# This is sad... graphic detail warning



## Biscuit123 (Jul 24, 2017)

Today I went to a feed store to pick up some hay. Usually they have 100+ goats there. Today when I went there wasn't a single goat left in any of the pens they were all gone..
I asked the manager what happened to them and he said the U.S. army bought them all. They came in and bought every single one of them. Saying they were going to play in a grassy field and cuddle with soldiers. 
This didn't seem right so when I got home I asked my dad about it (he's a veteran for the US army) he said that the goats are used for paramedic training. They'll go shoot, stab, or break the goats leg, generally injure it in some way.
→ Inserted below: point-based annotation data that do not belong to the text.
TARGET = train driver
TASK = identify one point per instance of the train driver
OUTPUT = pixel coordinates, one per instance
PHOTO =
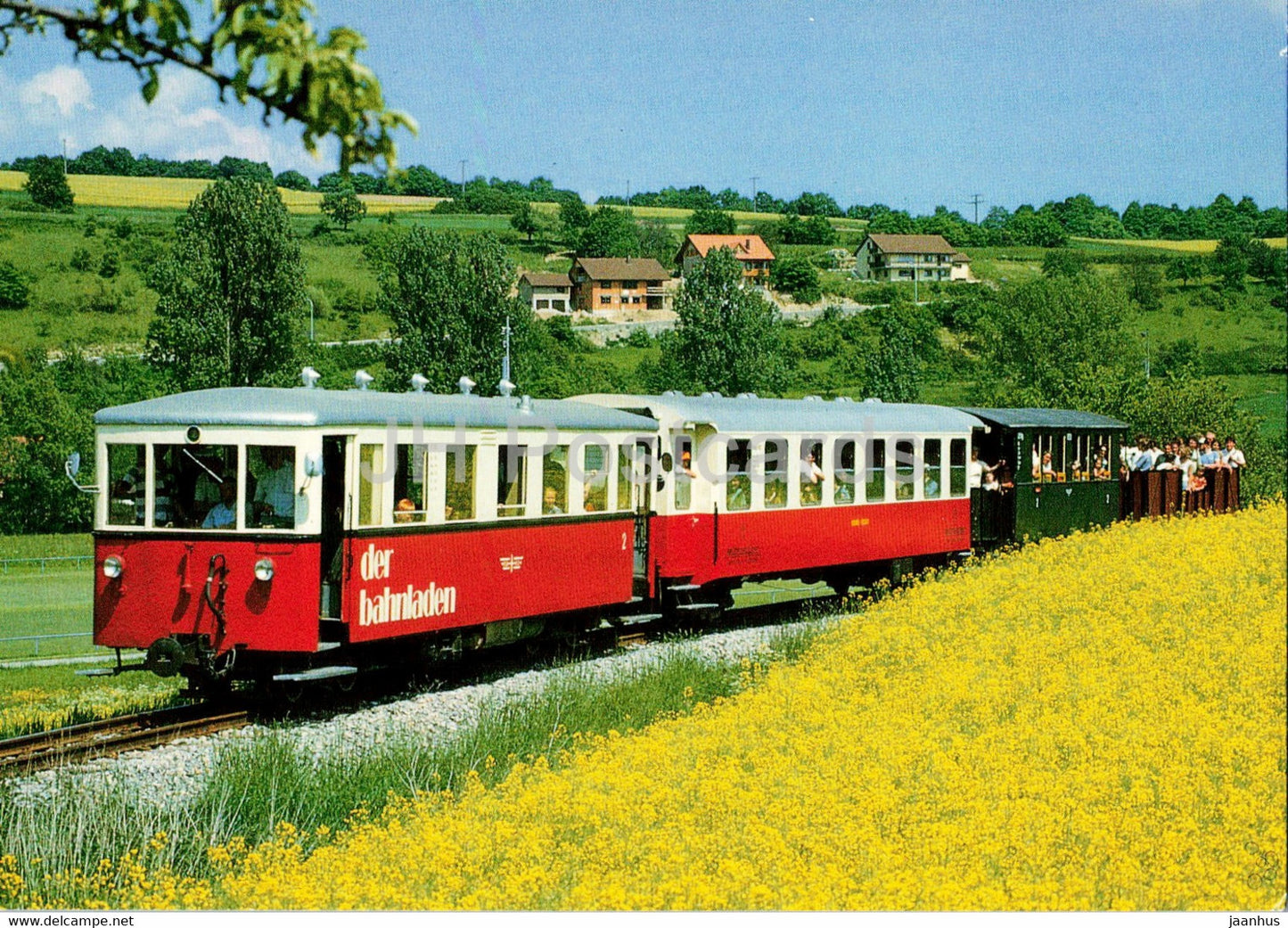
(275, 494)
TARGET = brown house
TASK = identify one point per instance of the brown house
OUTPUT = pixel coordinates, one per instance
(909, 258)
(546, 292)
(750, 250)
(614, 283)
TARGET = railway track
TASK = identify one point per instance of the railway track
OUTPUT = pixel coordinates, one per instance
(110, 737)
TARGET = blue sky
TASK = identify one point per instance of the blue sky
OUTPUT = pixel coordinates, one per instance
(906, 102)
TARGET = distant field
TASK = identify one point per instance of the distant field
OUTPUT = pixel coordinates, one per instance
(93, 190)
(1195, 245)
(45, 604)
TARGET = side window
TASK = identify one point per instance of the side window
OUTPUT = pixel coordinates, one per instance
(554, 480)
(512, 481)
(371, 467)
(594, 467)
(738, 488)
(905, 468)
(874, 489)
(812, 472)
(775, 474)
(957, 467)
(685, 472)
(410, 483)
(127, 476)
(842, 471)
(460, 482)
(1100, 467)
(931, 472)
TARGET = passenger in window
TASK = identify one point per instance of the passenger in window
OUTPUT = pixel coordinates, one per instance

And the paramedics will have to keep it alive for 24 hours and then the goat will be put down. 
This seems like animal abuse to put the goat through this.


----------



## Lurcherlad (Jan 5, 2013)

I agree


----------



## Lurcherlad (Jan 5, 2013)

Maybe put a warning in the title?

I wish I hadn’t read that tbh


----------



## StormyThai (Sep 11, 2013)

Coming from a military background that sounds a little (a lot) far fetched...nice story from PETa but a completely groundless accusation...you might want to check your sources before swallowing all that you read on the interweb...I find an allegation like this pretty crass considering what day it is


----------



## Rafa (Jun 18, 2012)

I too find this very hard to believe.

Did the Store Manager really believe these goats were "going to play in grassy fields and cuddle with American soldiers"? I assume he's a reasonably intelligent adult?

This whole story is in very bad taste, IMO.


----------



## O2.0 (May 23, 2018)

It is true that the US armed forces do use live animals (usually goats) in their trauma training. However the practice has diminished greatly over the years, in part due to activism against it. Congress has recently re-examined this practice and it may end up abolished altogether. 

The story that some random feed store sold all their goats to the Army under false pretenses is very likely false. The doesn't go out goat shopping among civilians for one, and they certainly wouldn't need 100's of them. It's very specialized training for an elite group of combat medics, after they have completed specialized training using mannequins and other medical training exercises. 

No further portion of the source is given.